Selain itu, William juga menyarankan untuk memeriksa aliran uang para ASN apakah terdapat indikasi dari aktivitas judol. Bagi mereka yang terbukti terlibat, disiplin dan pembinaan merupakan langkah yang harus diambil. Gubernur Pramono juga telah meminta pihak terkait untuk memberikan sanksi tegas kepada pelaku judol, namun juga memahami bahwa tidak semua pemain judol adalah pelaku kejahatan, melainkan mungkin juga sebagai korban. Oleh karena itu, kerjasama dengan LPSK dan PPATK untuk memberikan pembinaan kepada pelaku judol, terutama jika mereka adalah ASN, merupakan langkah yang tepat.

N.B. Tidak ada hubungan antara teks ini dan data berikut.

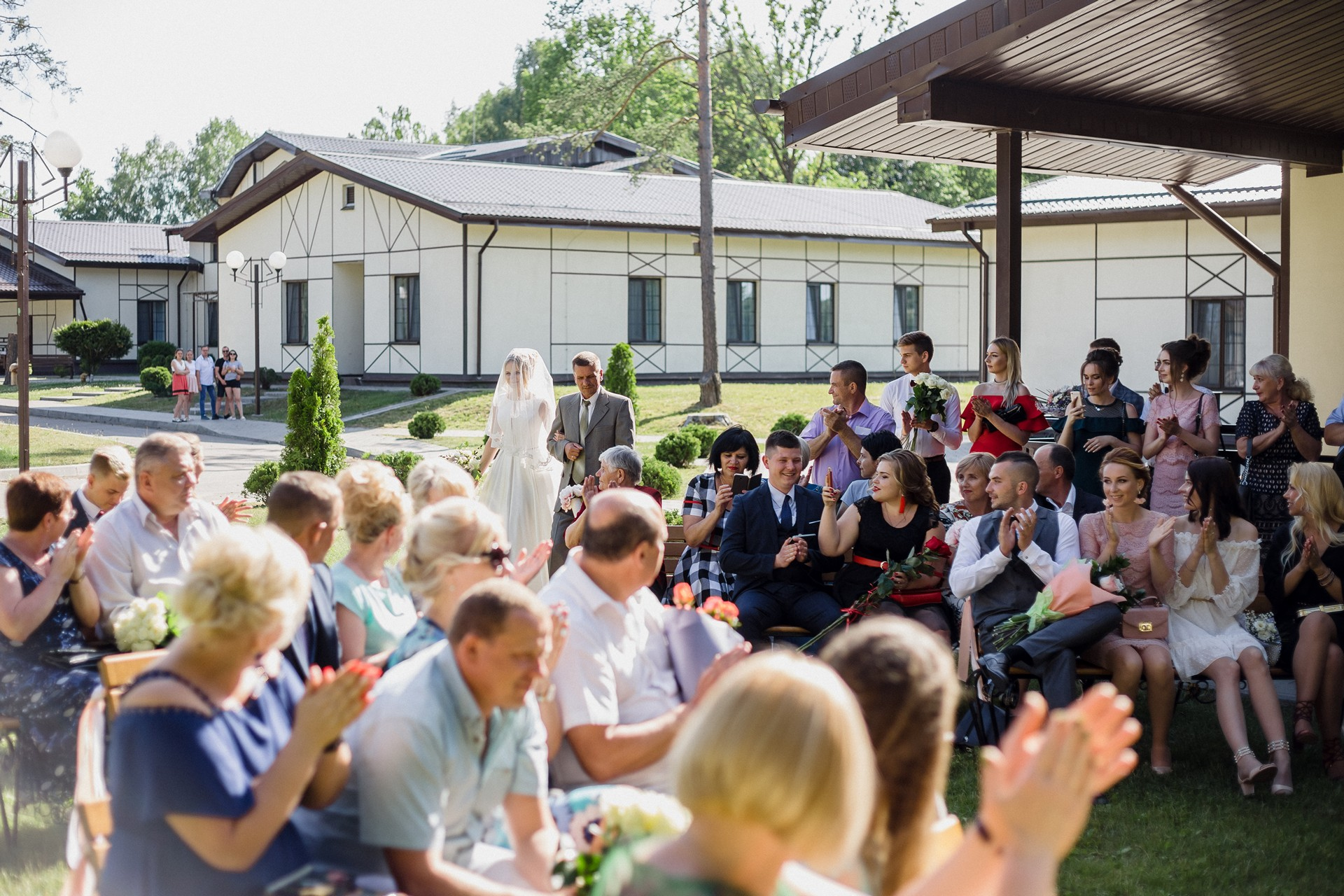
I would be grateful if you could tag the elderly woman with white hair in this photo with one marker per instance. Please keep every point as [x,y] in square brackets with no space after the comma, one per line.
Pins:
[219,742]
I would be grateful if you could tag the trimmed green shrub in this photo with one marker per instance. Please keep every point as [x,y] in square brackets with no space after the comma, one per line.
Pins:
[704,433]
[261,481]
[426,425]
[678,449]
[620,375]
[425,384]
[156,352]
[663,477]
[158,381]
[93,342]
[402,463]
[793,422]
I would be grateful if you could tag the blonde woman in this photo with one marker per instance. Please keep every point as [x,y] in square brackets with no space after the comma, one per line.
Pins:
[1303,582]
[1278,430]
[374,609]
[1031,811]
[774,766]
[1002,414]
[436,479]
[219,742]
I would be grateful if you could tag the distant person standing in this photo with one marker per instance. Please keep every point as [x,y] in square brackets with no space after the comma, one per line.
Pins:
[206,375]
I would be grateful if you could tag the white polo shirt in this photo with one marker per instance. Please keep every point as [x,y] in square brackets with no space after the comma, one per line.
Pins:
[616,669]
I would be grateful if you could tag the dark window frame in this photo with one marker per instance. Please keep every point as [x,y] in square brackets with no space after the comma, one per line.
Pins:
[643,328]
[406,323]
[293,323]
[825,326]
[737,320]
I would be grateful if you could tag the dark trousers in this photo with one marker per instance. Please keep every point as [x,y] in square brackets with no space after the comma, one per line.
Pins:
[559,552]
[1051,650]
[796,603]
[940,477]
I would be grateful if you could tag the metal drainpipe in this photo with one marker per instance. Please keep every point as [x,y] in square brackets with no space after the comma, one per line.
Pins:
[480,255]
[984,296]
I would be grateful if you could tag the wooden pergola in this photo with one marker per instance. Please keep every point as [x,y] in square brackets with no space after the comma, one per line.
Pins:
[1180,92]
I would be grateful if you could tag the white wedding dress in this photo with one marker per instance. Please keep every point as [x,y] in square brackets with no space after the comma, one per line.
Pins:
[523,479]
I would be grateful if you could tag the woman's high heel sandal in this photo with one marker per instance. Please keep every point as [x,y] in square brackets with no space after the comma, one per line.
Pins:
[1280,790]
[1259,776]
[1332,754]
[1303,713]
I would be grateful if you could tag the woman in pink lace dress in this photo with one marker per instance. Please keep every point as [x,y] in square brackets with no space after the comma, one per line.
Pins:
[1182,424]
[1123,531]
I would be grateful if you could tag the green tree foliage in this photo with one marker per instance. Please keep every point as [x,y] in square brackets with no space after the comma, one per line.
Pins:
[620,375]
[162,183]
[93,342]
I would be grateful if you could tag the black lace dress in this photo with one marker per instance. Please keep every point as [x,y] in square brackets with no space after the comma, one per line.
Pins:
[46,700]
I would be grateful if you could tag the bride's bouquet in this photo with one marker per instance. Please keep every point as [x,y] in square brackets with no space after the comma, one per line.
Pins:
[929,396]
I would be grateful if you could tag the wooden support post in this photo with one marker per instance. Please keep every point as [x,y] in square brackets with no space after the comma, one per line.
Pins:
[1008,235]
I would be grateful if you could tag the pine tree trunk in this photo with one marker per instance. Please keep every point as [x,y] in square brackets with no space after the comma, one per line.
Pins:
[710,384]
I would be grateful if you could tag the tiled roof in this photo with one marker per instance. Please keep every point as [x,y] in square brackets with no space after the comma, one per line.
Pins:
[1073,194]
[600,198]
[105,244]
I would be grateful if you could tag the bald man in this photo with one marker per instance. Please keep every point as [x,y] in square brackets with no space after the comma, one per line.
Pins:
[615,682]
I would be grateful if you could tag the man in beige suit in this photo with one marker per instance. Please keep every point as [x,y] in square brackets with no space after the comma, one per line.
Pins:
[587,424]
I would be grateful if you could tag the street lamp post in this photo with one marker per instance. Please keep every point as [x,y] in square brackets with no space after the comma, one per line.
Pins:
[62,152]
[273,266]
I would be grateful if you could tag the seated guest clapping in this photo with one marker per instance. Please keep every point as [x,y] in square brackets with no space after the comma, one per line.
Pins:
[1003,561]
[1303,573]
[307,507]
[147,542]
[108,482]
[454,736]
[615,682]
[218,743]
[46,602]
[901,516]
[374,610]
[778,575]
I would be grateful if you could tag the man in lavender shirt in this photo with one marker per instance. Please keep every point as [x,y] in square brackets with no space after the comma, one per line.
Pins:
[836,433]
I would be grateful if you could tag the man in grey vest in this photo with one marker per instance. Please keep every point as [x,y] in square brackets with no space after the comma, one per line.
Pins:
[1003,561]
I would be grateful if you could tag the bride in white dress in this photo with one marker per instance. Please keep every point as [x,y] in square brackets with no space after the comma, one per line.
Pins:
[519,477]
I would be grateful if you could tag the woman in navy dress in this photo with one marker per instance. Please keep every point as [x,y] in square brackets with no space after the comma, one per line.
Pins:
[45,603]
[218,743]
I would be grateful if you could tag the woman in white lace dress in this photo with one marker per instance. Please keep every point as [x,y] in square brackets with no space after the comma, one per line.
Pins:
[1217,575]
[519,477]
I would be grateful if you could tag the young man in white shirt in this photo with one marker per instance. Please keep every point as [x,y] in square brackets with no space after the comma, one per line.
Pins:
[936,437]
[1003,561]
[619,697]
[108,482]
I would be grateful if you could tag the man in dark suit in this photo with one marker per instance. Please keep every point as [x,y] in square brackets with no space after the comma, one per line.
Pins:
[1056,488]
[307,507]
[109,480]
[778,577]
[587,424]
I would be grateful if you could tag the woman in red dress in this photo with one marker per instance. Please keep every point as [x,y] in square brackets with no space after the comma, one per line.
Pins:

Tindakan ini juga sejalan dengan himbauan Menteri PANRB agar ASN tidak terlibat dalam aktivitas judol dan pinjol. Dengan langkah-langkah yang tegas dan proporsional dalam menangani pelanggaran ini, diharapkan ASN dapat lebih bertanggung jawab dan patuh pada hukum negara. Dukungan dari berbagai pihak dalam menegakkan integritas di lingkungan ASN akan memberikan efek positif dalam menciptakan birokrasi yang bersih dan profesional.